In the morning he inspected Abdullah's wound and redressed it. He took a slow breakfast out in the patio, staring at the marble flagstones. At midday he called Jorge and asked if he'd run the DNA test.
‘There was a match to Raúl Jiménez,’ said Jorge. ‘The DNA you gave me would probably have belonged to his son. Does that help you?’
‘Interesting.’
‘You might also be interested to know that your squad are on a high. Last night they arrested two building inspectors in Torremolinos, who they'd identified from those Lukyanov disks. They've already charged them with conspiring to cause an explosion,’ said Jorge. ‘This morning they picked up the owner of a small hotel in Almería, who also happened to be an electrician and was trained by the army in the use of explosives. He'll be arriving in Seville this afternoon. Ramírez has been trying to call you and Comisario Elvira is still very eager to know where you are. I've said nothing.’
Falcón hung up, called Consuelo. Darío was playing with his brothers and some friends in the pool.
‘He seems untouched by it all,’ she said, amazed. ‘I was going to get Alicia to talk to him, but I'm not sure whether it will just make him unhappy.’
‘See what Alicia says. You don't have to rush,’ said Falcón.
He told her about the DNA match from Barakat to Raúl. Consuelo couldn't understand how Raúl Jiménez, her ex-husband, came to be Mustafa Barakat's father.
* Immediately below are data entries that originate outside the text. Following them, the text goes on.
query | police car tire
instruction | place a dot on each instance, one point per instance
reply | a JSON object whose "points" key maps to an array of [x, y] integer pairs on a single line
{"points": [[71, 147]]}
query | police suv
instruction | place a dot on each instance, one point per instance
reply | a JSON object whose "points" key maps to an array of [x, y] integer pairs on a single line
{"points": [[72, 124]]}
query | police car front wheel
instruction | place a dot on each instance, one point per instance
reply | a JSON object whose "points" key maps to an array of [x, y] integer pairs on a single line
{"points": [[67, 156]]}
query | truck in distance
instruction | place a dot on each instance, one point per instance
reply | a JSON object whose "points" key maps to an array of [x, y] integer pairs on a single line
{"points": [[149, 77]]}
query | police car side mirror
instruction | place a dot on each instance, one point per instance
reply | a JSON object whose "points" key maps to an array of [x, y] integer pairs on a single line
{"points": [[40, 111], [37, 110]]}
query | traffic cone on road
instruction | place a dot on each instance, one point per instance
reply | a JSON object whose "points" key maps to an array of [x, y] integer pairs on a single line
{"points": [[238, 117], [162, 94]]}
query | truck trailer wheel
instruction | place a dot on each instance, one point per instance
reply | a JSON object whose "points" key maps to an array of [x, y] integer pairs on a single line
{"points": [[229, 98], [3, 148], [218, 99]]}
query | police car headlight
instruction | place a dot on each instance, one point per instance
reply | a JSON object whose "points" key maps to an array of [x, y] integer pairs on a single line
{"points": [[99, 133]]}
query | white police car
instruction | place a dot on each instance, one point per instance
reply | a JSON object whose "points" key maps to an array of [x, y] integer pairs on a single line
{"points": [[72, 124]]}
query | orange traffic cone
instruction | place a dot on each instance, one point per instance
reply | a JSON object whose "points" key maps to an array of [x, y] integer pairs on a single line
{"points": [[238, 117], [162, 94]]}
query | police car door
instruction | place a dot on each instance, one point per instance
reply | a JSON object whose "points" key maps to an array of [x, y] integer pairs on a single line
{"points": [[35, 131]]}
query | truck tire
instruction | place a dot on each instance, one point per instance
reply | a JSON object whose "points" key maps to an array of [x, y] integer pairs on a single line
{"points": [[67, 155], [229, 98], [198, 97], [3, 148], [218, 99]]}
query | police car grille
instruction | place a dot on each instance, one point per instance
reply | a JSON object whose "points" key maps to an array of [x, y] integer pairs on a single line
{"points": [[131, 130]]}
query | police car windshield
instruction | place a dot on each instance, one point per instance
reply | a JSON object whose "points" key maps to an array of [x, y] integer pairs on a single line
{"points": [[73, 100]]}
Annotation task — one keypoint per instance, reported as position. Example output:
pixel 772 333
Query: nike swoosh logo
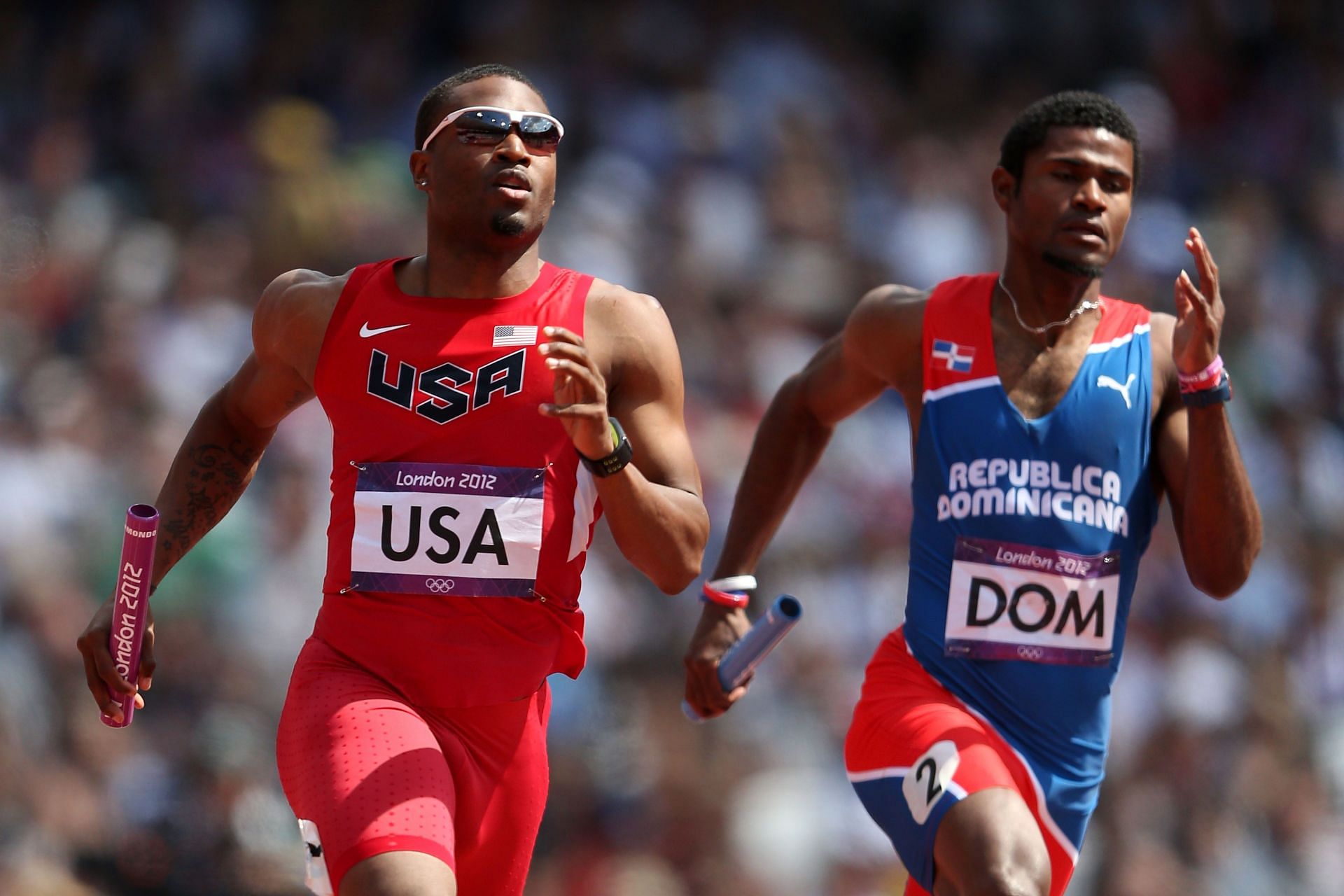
pixel 366 332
‘The reason Raúl suddenly had to leave Morocco back in the fifties was because he'd made the twelve-year-old daughter of Abdullah Diouri Senior pregnant. Diouri Senior had demanded that Raúl marry the girl to preserve the family honour. Raúl couldn't because he was already married, so he fled. Diouri took revenge by kidnapping Raúl's youngest son, Arturo. And for whatever reason – guilt, or because he loved him – Diouri gave Arturo the same status as his own sons with his family name. So Arturo Jiménez became Yacoub Diouri.
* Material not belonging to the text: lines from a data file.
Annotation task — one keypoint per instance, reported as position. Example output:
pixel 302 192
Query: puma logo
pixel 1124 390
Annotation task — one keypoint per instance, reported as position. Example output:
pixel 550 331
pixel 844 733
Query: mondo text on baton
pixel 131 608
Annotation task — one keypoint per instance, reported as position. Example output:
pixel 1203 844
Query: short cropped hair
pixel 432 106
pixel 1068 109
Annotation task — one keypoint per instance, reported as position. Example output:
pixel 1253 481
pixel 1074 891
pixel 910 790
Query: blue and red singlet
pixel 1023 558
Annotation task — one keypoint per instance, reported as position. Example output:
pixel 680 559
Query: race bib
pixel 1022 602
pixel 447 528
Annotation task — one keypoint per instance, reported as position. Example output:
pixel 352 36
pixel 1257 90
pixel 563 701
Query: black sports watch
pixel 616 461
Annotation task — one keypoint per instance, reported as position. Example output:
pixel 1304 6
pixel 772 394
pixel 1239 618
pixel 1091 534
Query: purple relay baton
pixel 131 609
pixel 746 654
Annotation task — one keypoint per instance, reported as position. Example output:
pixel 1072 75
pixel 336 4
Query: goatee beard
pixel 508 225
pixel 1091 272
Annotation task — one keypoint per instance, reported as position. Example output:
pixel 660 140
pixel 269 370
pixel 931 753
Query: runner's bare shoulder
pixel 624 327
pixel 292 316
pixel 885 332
‘But because Diouri's twelve-year-old daughter had brought shame on to the family,
her
son by Raúl was not allowed to bear the family name. However Diouri Senior didn't totally reject him. The close ties between the Diouris and the Barakats meant that the boy was introduced into that family to become Mustafa Barakat.’
‘That sort of knowledge in the wrong mind could breed a special kind of hatred,’ said Consuelo.
‘And how do you think Mustafa Barakat would feel about Yacoub Diouri?’